Darren Garforth
- Born: Darren James Garforth 9 April 1966 (age 60) Coventry
- Height: 1.78 m (5 ft 10 in)
- Weight: 119 kg (18 st 10 lb)
- Occupation: Scaffolder

Rugby union career
- Position: Prop

Amateur team(s)
- Years: Team / Apps / (Points)
- –1988: Coventry Saracens
- 1988–1991: Nuneaton

Senior career
- Years: Team / Apps / (Points)
- 1991–2003: Leicester Tigers / 325

International career
- Years: Team / Apps / (Points)
- 1997–2000: England / 25 / (0)

= Darren Garforth =

England international rugby union player

Darren Garforth (born 9 April 1966) is a former international rugby union player who played tighthead prop for Leicester Tigers and England.

Garforth was born in Coventry, signed for Leicester Tigers and made his Leicester debut against Northampton Saints in 1991. He would go on to make over 300 appearances for the club. Wearing the C shirt, as part of the ABC club with Graham Rowntree (A) and Richard Cockerill (B). He was an important part of Tigers side which won the English league four times and the Heineken Cup twice.

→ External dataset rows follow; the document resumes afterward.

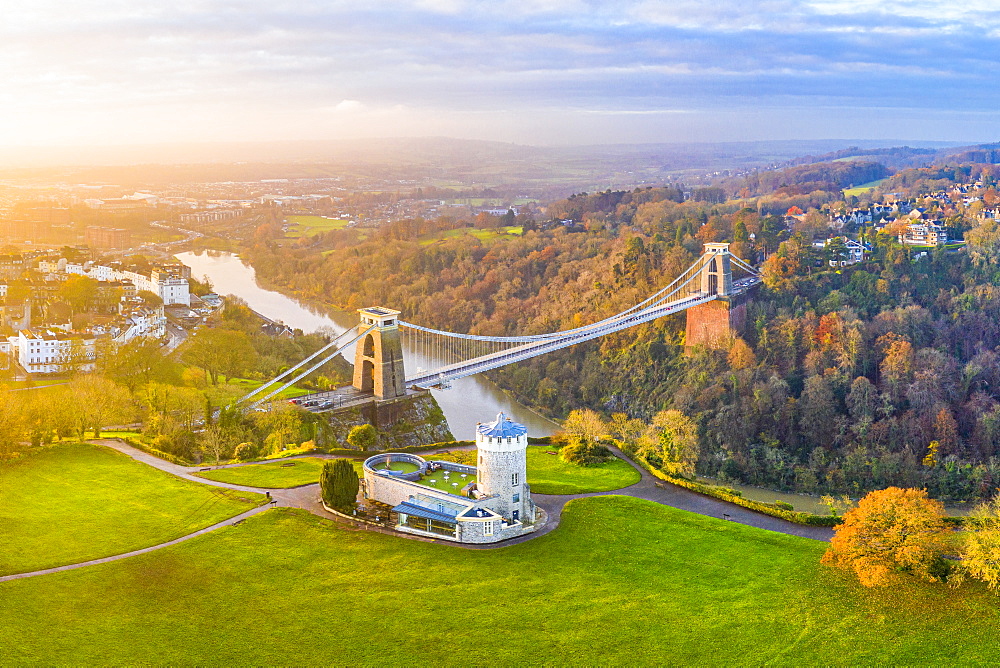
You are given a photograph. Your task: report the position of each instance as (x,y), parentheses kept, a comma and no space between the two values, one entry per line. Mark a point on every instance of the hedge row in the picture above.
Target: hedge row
(139,445)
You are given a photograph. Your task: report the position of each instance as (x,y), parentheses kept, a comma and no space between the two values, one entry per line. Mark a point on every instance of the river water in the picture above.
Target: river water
(469,401)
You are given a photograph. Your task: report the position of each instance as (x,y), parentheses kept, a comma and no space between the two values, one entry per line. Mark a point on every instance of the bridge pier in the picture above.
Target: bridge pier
(716,323)
(378,359)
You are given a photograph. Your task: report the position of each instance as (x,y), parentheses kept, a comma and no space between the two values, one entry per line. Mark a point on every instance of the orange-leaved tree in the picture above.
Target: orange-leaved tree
(891,530)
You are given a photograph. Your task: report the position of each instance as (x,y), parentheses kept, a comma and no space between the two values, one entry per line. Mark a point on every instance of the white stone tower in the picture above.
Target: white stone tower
(502,467)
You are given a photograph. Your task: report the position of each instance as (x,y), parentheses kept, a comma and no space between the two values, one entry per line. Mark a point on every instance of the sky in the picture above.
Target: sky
(542,72)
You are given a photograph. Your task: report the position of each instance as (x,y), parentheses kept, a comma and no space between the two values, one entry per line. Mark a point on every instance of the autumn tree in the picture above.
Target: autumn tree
(219,352)
(890,530)
(586,424)
(981,551)
(101,403)
(79,292)
(677,442)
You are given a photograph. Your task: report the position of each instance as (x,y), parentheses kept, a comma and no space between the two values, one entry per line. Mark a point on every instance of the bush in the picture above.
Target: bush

Garforth made his England debut on 15 March 1997 against Wales. Garforth was eventually dropped from the England side in favour of Phil Vickery, but would continue to make some appearances, his 25th and final cap coming against in 2000.

He was offered the chance to tour North America with England in 2001 but turned down the opportunity, which went to Leicester teammate Ricky Nebbett instead.

After leaving Leicester in 2003, he moved to second division Nuneaton as player-coach. Tigers signed England prop Julian White as a replacement.